Not everyone agrees on what approach to base standards upon. This has been mostly a REST vs. SOA debate. I’m not ready to pick a side on this debate. I see merit on both sides, and I don’t know enough about either side to intelligently defend any decision, yet. I think the first vendor that puts forward a functional vendor-agnostic approach that adheres to some EA standards may create a de facto standard that the rest of the world eventually adopts.
This appears to be the approach to standards that EMC is taking with D6. The new Documentum Foundation Services is providing baseline services. Two of those are Object and Version Control. You use the Object services to update a piece of content and you use the Version Control to do things like check-in. In the Documentum world, they are the same, but maybe not in other ECM systems. Looks like an attempt to create a de facto standard.
The attempted creation of a de facto standard isn’t a bad thing. People don’t have to adopt it. These kinds of standards can serve as a catalyst and a baseline to creating defined standards. At least with the attempt, vendors may actually open their system to the Enterprise instead of just saying that they do.
D6 is supposed to be a platform for SOA. I hope that it is true and not just hype. The balance between execution and hype has soured some people in the industry. There is still a lot to learn about D6 and DFS. In one month it will be out and I’ll be among the first to download, install, and play with it.

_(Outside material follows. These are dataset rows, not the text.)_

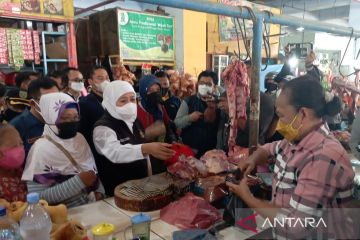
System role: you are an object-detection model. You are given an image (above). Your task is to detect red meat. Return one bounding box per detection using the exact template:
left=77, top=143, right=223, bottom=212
left=160, top=193, right=222, bottom=229
left=221, top=60, right=250, bottom=153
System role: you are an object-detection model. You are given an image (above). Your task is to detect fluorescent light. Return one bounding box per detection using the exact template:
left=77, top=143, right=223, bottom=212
left=296, top=27, right=305, bottom=32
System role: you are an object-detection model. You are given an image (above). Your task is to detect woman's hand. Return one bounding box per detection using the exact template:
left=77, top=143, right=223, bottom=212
left=238, top=157, right=256, bottom=176
left=141, top=142, right=175, bottom=160
left=145, top=121, right=166, bottom=141
left=94, top=192, right=104, bottom=201
left=79, top=171, right=97, bottom=187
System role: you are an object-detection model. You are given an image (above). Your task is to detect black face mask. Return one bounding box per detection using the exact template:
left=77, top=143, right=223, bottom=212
left=1, top=108, right=21, bottom=122
left=147, top=92, right=162, bottom=108
left=161, top=88, right=169, bottom=97
left=265, top=82, right=277, bottom=92
left=56, top=122, right=80, bottom=139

Then we will truly know where D6 falls on the hype scale. I’ll give them the benefit of the doubt for now, but only because we’ll be able to verify in a month.
I think that the one thing that EMC and the other ECM vendors should be able to jointly come to grips with now is utilizing standards for managing Authentication and Access Control. Even if you map against LDAP, interacting between multiple systems with the same account may require some behind the scenes trickery. It does between SharePoint and Content Server. eRoom and Content Server also do some behind the scenes manipulation.
There are several ideas and standards out there, including XACML, that I am beginning to research. I am going to learn what I can and then report back what I discover. I would think that requirements in this area should be easy to reach agreement upon and implement. If the ECM vendors can’t come to a logical conclusion here, I think that the other issues around standards in the ECM world are doomed.